FRANKFURT (Reuters) -- German truckmaker MAN, which hopes to merge with Swedish rival Scania, reported operating profit in the first quarter grew by half and hiked its 2007 earnings forecast.
Operating profit jumped 51 percent to 318 million euros ($433.8 million), the company said today, far better than an average estimate of 276 million euros from a Reuters poll of 18 analysts.
Net profit also rose by half to 228 million.
After previously targeting an operating margin of 9.0 percent, MAN now expects full-year profitability to match the first-quarter level of 9.6 percent, it said in a statement.
Revenue at the industrial conglomerate jumped 15 percent to 3.3 billion euros while order intake gained nearly a quarter to 4.8 billion.
MAN also raised its turnover target to an increase of around 10 percent and forecast orders would not decline but rather stabilize at around last year's level of 16.6 billion euros.
The Munich-based firm scrapped a hostile 10 billion euro cash and stock bid for Scania in January but continues to harbor hopes that joint large shareholder Volkswagen will push hard enough for a three-way merger of their truck operations that Scania's resistance could buckle.

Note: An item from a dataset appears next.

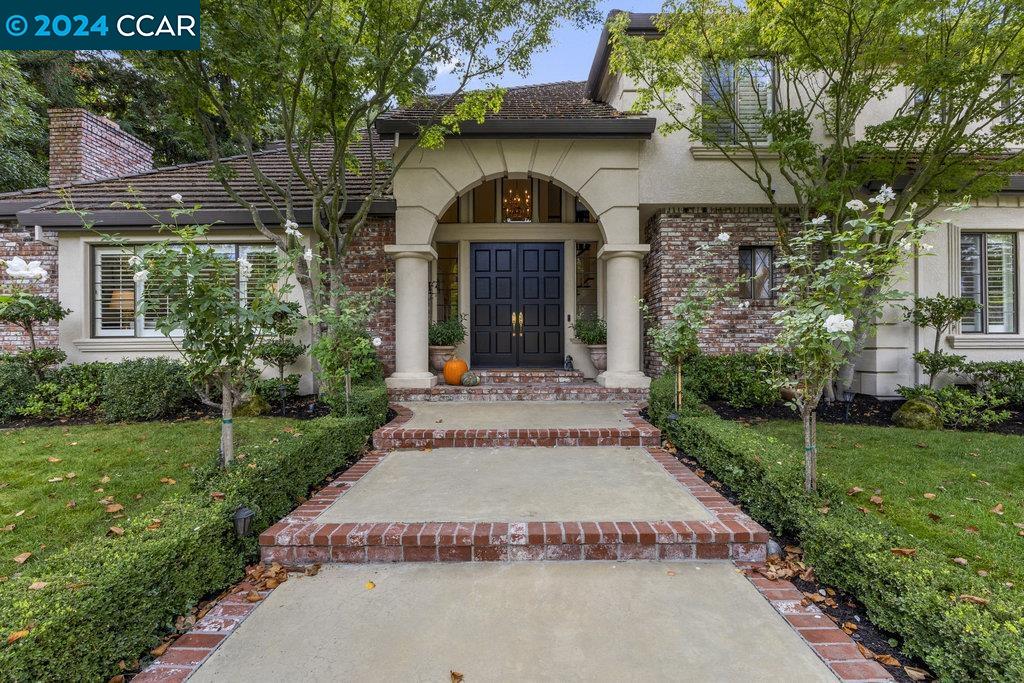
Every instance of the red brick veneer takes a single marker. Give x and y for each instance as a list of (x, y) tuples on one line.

Although MAN has since repeated its interest in a friendly merger, Scania has shown little public interest in deepening ties and the Swedish company's protective shareholder Investor has done little to prod it along.
Scania reported a 42 percent gain in first quarter pretax profit, easily beating market expectations, and forecast truck demand would remain strong in Europe through 2007.
Investors are now paying nearly 40 percent more for the shares in all three major European truckmakers including Volvo versus the value seen on Jan. 23, when MAN withdrew the offer for Scania.